2010/5/19 Eliot Miranda <[email protected]>

>
>
> On Wed, May 19, 2010 at 4:58 AM, Nicolas Cellier <
> [email protected]> wrote:
>
>> Hi Eliot,
>> What about super sends ?
>>
>> Object>>beNasty
>>    ^self
>>
>> Collection>>beNasty
>>     self addLast; 1.
>>     super beNasty.
>>
>> OrderedCollection>>beNasty
>>     self addLast; 1.
>>     super beNasty.
>>
>
> Good point.  I still find the existing #= definition very useful for
> compiler verification.
>
>
>>
>> Do you think you can remove OrderedCollection>>beNasty ?
>>
>> Nicolas
>>
>> 2010/5/19 Stéphane Ducasse <[email protected]>:
>> > Elliot I think that we already took into changes made by nicolas.
>> >
>> > Stef
>> >
>> > On May 19, 2010, at 2:35 AM, Eliot Miranda wrote:
>> >
>> >> Hi Lukas,
>> >>
>> >> On Tue, May 18, 2010 at 8:17 AM, Lukas Renggli <[email protected]>
>> wrote:
>> >> > Same method in different classes do not  equal eachother though, if
>> I've not made a mistake in:
>> >> >
>> >> > |mrtCp|
>> >> > mrtCp := (InstructionClient>>#methodReturnTop) copy.
>> >> > mrtCp literalAt: 2 put: #ContextPart->ContextPart.
>> >> > (InstructionClient>>#methodReturnTop) = mrtCp
>> >>
>> >> For methods that send super the behavior changes if you change the
>> >> class binding.

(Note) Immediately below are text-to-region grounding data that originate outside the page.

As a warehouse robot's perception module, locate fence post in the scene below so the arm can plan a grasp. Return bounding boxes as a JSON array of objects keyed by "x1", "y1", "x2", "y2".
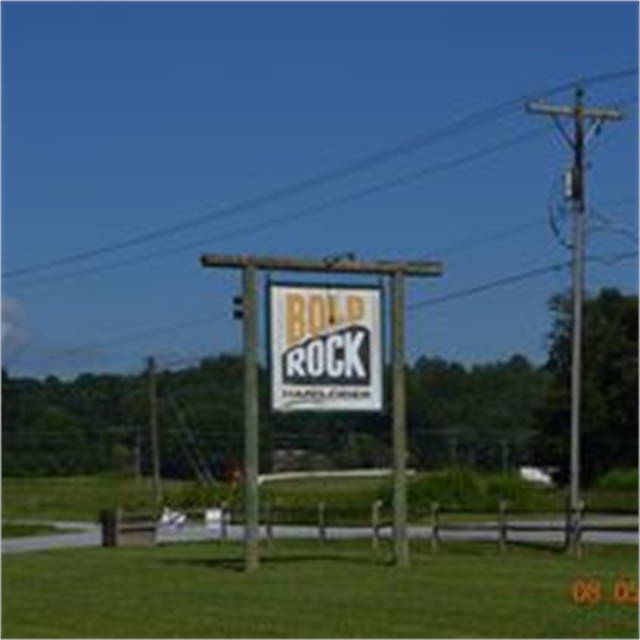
[
  {"x1": 431, "y1": 502, "x2": 440, "y2": 551},
  {"x1": 371, "y1": 500, "x2": 382, "y2": 551},
  {"x1": 564, "y1": 496, "x2": 573, "y2": 553},
  {"x1": 575, "y1": 500, "x2": 584, "y2": 559},
  {"x1": 264, "y1": 502, "x2": 273, "y2": 544},
  {"x1": 498, "y1": 500, "x2": 508, "y2": 553},
  {"x1": 318, "y1": 502, "x2": 327, "y2": 542},
  {"x1": 220, "y1": 502, "x2": 228, "y2": 540}
]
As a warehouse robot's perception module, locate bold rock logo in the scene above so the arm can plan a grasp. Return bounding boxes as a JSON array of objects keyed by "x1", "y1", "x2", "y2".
[
  {"x1": 282, "y1": 326, "x2": 371, "y2": 386},
  {"x1": 269, "y1": 283, "x2": 382, "y2": 411}
]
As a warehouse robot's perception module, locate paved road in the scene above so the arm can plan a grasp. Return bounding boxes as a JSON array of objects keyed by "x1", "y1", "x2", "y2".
[{"x1": 2, "y1": 517, "x2": 638, "y2": 554}]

That's probably why it is not ignored for #=.
>> >>
>> >> In fact I would suggest to #= from compiled method altogether, in most
>> >> cases it doesn't do what one would expect in a given context anyway.
>> >> There are too many and possibility completely different
>> >> interpretations of #= for CompiledMethod. #== is the only decent
>> >> implementation for this class.
>> >>
>> >> I sympathise but I think there is a reasonable default interpretation
>> of #= for CompiledMethod that is what most people want.  The intent is to
>> answer whether two methods have the same execution semantics and same method
>> tags & properties, e.g. if one were to compile the same source code in two
>> different classes that had the same inst var offsets for the inst vars in
>> the methods, then one would want those methods to be #=.  This allows tests
>> such as
>> >> - checking whether a subclass has a method that is #= to a superclass,
>> and is hence redundant.
>> >> - checking whether a set of sourceless methods are equivalent so that
>> they may be shared under different selectors (e.g. think auto-generated
>> accessor methods which can be cached and shared)
>> >> So for this informal definition the selector and the class are
>> irrelevant, but bytecodes and literals (apart from the selector and method
>> class literals) are relevant.  Its almost a short-cut comparison of
>> error-free decompilation, although there are differences in the bytecode
>> that wouldn't show in decompilation (e.g. using long branches for short
>> branches).
>> >>
>> >> The current definition serves for compiler hackers as it tells you
>> accurately whether a compiler change has an effect on the bytecode, can be
>> used to test whether compilation followed by decompilation followed by
>> recompilation has an effect, etc.  While it may not be a universal code
>> comparison method it has met my needs throughout the closure compiler so at
>> least I'm pretty happy with it.
>> >>
>> >> (pleading for CompiledMethod>>#= to stay the same as the current Squeak
>> 4.1 definition, which ever since Nichoas Celier's float compilation changes,
>> is pretty darned good).
>> >>
>> >> best
>> >> Eliot
>> >>
>> >>
>> >>
>> >>
>> >>
>> >> Lukas
>> >>
>> >> >
>> >> > At the very least, the branches of
>> >> > index = 1 and: [ #(117 120) includes: self primitive ])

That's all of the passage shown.